With Bastille Day celebrated on 14th July, there seems no better time to share our amour of French fiction. From contemporary novels with more Gallic gusto than you can shake a baguette at, to stories that sparkle like a flute of fine Champagne, to philosophical classics that exude all the elegance of Dior couture, this collection is a testament to French literary invention through the centuries - a veritable feast of fictional va-va-voom, if you will.
Françoise Sagan’s Bonjour, Tristesse and A Certain Smile figure high among my personal French-authored favourites - powerful, edgy coming-of-age classics that are impossible to put down. Esteemed contemporary authors you may already be au fait with include the smart thought-provoker Marie Darrieussecq, and the often controversial Michel Houellebecq. Then there are great Gallic writers who deserve to be more widely known. Take Sylvie Germain, for example, a multi-award-winning author in her native France who possesses a unique ability to conjure human desires and needs in worlds that feel both fairy-tale-esque and elementally real.
I adore Antoine Laurain’s novels too. Fans of funny, off-the-wall fiction really should read Vintage 1954 - a surreal contemporary masterpiece in which a bottle of vintage Beaujolais triggers a time-travel experience during which Edith Piaf and Audrey Hepburn appear. Another personal favourite is In Paris With You, an enthralling, sophisticated psychological novel of young love and heartbreak - it radiates a distinctly French vibe.
Of course, France is a perennial source of literary inspiration for non-nationals too. George Orwell’s first published novel was set in Paris and London. Jean Rhys’s Good Morning Midnight stories exquisitely capture the seedy bars and hotels of 1930s Paris, while Joanne Harris’s Chocolat and its sequels have captured the hearts of millions of readers around the globe.
For feel-good Parisian charm try The Little Paris Bookshop and Paris for One and Other Stories.

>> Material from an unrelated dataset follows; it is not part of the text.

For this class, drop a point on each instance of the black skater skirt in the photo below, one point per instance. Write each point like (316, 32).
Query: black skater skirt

If gripping thrillers are more your thing, you might enjoy Lies Behind the Ruin, which sees a financially troubled British couple relocate to rural France - with near catastrophic results.

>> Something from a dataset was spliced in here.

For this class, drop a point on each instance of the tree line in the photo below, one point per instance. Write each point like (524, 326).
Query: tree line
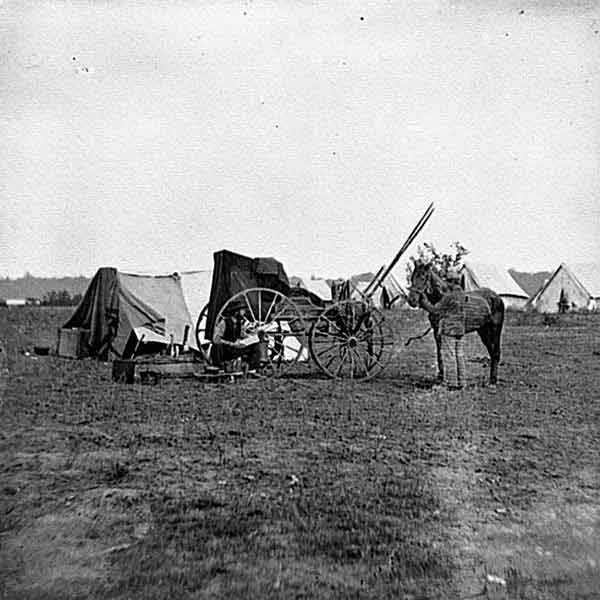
(60, 298)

If you fancy sharing your love of French flair with the little readers in your life, A Walk in Paris is a beautiful picture book to read aloud. What’s more, it’s packed with pretty Parisian details to pore over. Antoine de Saint-Exupéry’s The Little Prince (voted the best book of the twentieth-century in France, and one of the world’s most translated books) is a moving, magical, allegorical novella about what really matters that readers of 7+ (adults included) will fall in love with. Finally, for older readers (12+ through to adults), Jennifer Donnelly’s Revolution is an emotionally-charged mystery that takes in the events of the French Revolution as the turbulent lives of two teenagers connect across centuries.